The use of three-component magnetoresistive magnetic field sensors in the claimed device allows to increase the measurement accuracy by increasing the sampling frequency of the sensors used, by reducing the inertia of the sensors used, which reduce the measurement step (at an operator speed of 0.5 m / s, the measurement step decreases from 0.25 m to 1, 7 cm), which allows to identify point defects; eliminate the measurement error due to temperature dependence (temperature zero drift); increase noise immunity in electromagnetic pollution (for example, power lines); low residual magnetization of the sensors used allows to increase the accuracy of the readings.

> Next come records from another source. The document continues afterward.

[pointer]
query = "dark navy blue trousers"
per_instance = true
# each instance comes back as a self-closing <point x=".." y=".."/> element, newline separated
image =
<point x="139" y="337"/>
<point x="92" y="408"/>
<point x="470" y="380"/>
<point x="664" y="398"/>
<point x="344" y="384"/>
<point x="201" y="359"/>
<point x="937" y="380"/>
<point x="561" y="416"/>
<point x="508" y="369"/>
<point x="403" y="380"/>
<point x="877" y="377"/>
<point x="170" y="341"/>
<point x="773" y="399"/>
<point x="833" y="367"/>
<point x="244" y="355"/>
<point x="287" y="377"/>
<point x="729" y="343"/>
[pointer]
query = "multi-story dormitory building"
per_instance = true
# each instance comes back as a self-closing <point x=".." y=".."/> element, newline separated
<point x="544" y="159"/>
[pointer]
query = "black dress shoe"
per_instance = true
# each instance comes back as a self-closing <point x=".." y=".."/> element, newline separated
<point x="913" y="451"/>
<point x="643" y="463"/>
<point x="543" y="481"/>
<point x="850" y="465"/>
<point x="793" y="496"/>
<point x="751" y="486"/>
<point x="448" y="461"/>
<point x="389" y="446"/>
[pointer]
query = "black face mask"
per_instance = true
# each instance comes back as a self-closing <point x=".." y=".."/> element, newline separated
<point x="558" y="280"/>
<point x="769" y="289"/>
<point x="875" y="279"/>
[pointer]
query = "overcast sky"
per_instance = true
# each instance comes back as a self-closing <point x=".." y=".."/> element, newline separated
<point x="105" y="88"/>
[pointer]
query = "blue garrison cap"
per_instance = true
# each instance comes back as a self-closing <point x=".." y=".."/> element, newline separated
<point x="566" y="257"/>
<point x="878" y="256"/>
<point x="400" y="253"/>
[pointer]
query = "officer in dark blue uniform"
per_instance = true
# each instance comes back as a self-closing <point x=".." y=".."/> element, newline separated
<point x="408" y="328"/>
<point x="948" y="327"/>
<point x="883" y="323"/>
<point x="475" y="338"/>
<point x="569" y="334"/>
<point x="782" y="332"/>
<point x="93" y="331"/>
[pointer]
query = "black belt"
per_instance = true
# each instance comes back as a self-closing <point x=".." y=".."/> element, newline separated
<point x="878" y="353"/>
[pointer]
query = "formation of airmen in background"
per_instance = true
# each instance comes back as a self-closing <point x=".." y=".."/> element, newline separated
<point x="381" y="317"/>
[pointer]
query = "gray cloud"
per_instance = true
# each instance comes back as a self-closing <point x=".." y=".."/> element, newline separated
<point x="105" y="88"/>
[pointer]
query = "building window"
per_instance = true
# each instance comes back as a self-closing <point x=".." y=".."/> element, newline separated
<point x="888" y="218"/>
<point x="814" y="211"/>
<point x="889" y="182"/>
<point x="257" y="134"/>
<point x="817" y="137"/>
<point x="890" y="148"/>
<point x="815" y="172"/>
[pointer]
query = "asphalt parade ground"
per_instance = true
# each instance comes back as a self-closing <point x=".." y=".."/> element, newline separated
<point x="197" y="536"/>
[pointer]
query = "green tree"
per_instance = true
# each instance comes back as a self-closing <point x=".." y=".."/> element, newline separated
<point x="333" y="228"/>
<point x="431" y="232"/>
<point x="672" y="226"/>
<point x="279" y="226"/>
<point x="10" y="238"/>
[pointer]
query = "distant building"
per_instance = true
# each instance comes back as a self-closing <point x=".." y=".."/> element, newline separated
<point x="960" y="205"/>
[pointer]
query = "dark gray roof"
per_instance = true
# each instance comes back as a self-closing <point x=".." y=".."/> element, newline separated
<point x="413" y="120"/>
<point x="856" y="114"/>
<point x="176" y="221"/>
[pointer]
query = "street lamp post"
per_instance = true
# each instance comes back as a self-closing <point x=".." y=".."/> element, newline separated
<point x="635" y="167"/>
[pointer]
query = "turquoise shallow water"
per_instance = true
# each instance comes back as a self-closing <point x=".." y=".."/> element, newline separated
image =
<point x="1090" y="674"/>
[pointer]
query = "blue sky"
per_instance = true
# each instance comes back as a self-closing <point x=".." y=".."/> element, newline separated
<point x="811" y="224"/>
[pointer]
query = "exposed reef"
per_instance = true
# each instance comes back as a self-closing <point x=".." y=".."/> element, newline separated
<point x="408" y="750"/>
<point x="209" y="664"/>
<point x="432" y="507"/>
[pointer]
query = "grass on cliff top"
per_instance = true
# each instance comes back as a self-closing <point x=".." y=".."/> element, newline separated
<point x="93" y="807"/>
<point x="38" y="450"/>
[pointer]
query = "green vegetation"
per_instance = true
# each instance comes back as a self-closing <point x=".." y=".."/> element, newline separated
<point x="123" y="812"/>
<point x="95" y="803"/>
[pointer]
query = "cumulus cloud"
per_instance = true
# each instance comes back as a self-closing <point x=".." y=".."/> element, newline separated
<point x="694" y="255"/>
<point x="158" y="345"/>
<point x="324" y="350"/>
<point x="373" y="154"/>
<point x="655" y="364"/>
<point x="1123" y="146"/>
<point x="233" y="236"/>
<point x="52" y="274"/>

 The transmission of signals processed in the ADC, allows to increase the measurement accuracy due to the absence of wires (between the ADC and the signal processing facility (field tablet computer), which allows passing through bushes, tall grass, without disturbing data transmission (due to wire break) to the processing facility signals.

 The utility model was disclosed above with reference to a specific version of its implementation. For specialists may be obvious and other embodiments of the utility model, not changing its essence, as it is disclosed in the present description. Accordingly, the utility model should be considered limited in volume only below by the following formula of the utility model.

Claims

FORMULA

 one . Magnetic flaw detector for diagnosing underground steel pipelines, comprising a housing in which at least two magnetoresistive magnetic field sensors are located, each of which contains three magnetic field transducers located, respectively, along the X,, Z axes, at least two amplifier inputs are connected to their respective magnetoresistive magnetic field sensors, the outputs of the amplifiers are connected to the input of an analog-digital converter, the output of which is connected to the input of a wireless one data transmission, while the wireless data transmission unit is configured to transfer magnetometry data to a tablet field computer with a spatial reference unit connected to it, while the tablet field computer is configured to process magnetometry data and transmit control signals to a wireless data transmission unit, with This at least two magnetoresistive magnetic field sensors are located in the housing at different heights.

 2. Magnetic flaw detector according to Claim. 1, characterized in that the magnetoresistive magnetic field sensors are made of three components.